На сей раз снов я не видел, но проснулся сам, хотя отдохнувшим себя назвать не мог. Прошло-то всего чуть более часа. Тем не менее, умывшись морской водой, выпив пару порций пресной, предложил Стюарту порулить вместо него. Тот невозмутимо передал мне компас (а я-то, наивный, не подумал даже, как можно сохранять движение в выбранном направлении) и залез под брезент – только пятки сверкнули.

«Меркурий» монотонно шептал, лодка чутко реагировала на управление. Спать перехотелось, думать тоже. Солнце замечательно жарило, глазам тяжело было смотреть вперед даже сквозь заботливо мне предоставленные «Полароиды». Вообще-то желательно бы до наступления темноты до суши добраться. Бензин – он тоже не вечный, хоть имеется полная двадцатилитровая канистра НЗ, но добраться через океан все равно не удастся. Лучше и не пытаться. Делать было нечего, поэтому от безделья начал вспоминать всякую пакость. Например, нашего старшего механика Зандера.


Вставка: Судак и Шрек.

Очень пузатый в красной майке навыпуск, будто в коротеньком платьице, невысокий очкастый пожилой немец оказался первым, кого довелось встретить на борту этого несчастного судна. Он посмотрел на меня сквозь призму своих окуляров, сделал вихляющее, почти танцевальное, движение и походкой розовой пантеры скрылся в надстройке. Весельчак оказался старшим механиком Зандером. Немного напряжения в мозгах – и память выдала перевод его фамилии с немецкого: судак. Судак был еще та рыбеха. Как-то не особо утруждая себя в механических делах, он очень любил отдавать приказы. Как старший механик, да что там, как вахтенный механик, он был крайне слаб. Но зато пил много и часто. Утром спускается в машину, пыхтит на переборки, а следом за ним краска отслаивается, пузырится от перегарного выхлопа. Посидит с мрачным видом в ЦПУ, покричит на кого-нибудь, отдаст очередной приказ – и с полным сознанием выполненного долга, покидает механическую вотчину. Приказы у него были громкими. Например: «Приказываю, чтоб заработал топливный автоматический фильтр». А этот фильтр уже года, как полтора заглушили по причине отсутствия одного из валов. И компания совсем не торопилась решать этот вопрос. А Судак решил исправить положение, причем даже не поленился через пять минут проконтролировать исполнение.

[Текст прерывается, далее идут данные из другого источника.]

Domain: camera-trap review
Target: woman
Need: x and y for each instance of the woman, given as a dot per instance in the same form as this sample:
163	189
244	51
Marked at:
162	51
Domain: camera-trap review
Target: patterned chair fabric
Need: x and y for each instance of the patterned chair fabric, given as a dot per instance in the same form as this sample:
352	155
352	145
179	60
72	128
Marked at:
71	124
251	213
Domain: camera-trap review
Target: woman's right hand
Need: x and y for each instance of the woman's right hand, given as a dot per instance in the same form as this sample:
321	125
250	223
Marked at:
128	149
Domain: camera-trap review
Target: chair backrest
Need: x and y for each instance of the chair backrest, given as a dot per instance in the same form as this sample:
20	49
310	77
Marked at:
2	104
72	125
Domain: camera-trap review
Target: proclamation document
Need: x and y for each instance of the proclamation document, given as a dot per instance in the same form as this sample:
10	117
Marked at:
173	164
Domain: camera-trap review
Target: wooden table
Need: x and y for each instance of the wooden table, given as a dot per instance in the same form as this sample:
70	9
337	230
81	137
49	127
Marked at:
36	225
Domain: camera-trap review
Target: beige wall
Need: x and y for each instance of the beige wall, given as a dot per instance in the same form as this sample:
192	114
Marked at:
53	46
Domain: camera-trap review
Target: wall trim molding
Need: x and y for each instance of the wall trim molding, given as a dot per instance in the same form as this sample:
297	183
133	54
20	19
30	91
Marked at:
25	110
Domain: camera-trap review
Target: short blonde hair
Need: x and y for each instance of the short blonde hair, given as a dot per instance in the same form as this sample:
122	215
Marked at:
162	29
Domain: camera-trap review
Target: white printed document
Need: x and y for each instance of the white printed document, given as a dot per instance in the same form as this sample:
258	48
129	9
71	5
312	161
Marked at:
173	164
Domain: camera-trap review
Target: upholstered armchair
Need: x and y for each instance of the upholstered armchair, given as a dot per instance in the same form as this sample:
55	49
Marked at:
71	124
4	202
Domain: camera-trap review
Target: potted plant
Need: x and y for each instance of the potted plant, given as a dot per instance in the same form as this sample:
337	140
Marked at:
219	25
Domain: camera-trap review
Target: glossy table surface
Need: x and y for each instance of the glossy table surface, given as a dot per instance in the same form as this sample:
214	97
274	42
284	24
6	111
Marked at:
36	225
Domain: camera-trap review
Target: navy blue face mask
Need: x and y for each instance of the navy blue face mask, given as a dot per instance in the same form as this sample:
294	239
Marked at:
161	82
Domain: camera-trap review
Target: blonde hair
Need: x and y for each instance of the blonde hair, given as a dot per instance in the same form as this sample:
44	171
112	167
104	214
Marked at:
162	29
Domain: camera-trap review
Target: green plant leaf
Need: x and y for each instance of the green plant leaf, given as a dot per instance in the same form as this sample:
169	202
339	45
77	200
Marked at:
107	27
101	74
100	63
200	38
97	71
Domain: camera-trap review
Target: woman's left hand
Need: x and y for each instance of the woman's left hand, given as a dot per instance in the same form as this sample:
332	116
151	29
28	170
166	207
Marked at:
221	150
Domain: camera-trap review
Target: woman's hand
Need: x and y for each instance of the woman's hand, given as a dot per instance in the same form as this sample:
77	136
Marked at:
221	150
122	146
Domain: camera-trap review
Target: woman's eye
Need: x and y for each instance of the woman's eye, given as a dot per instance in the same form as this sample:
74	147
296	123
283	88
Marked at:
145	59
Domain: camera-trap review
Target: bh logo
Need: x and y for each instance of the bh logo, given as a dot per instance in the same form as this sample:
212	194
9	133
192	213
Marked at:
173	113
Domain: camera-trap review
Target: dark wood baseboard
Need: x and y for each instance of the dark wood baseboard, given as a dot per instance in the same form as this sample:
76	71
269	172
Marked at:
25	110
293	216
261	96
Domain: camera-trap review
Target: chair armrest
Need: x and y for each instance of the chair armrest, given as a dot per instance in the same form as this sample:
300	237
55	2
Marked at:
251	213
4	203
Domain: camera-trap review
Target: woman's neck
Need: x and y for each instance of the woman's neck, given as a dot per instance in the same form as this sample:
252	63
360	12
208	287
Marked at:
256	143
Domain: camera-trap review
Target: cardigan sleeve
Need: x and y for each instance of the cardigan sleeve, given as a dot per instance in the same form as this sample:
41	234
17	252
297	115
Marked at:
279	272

Спустился к тому месту, где полагается быть этому злополучному агрегату, а там ни одной механической души, только машинный кадет – шриланкиец, руками делает загадочные пассы. «Что ты делаешь?» – рычит Зандер. Кадет невинно хлопает глазами, разводит сине – коричневыми руками и, широко раскрывая рот, старательно выговаривает: «Передаю фильтру Ваш приказ, чтоб он заработал».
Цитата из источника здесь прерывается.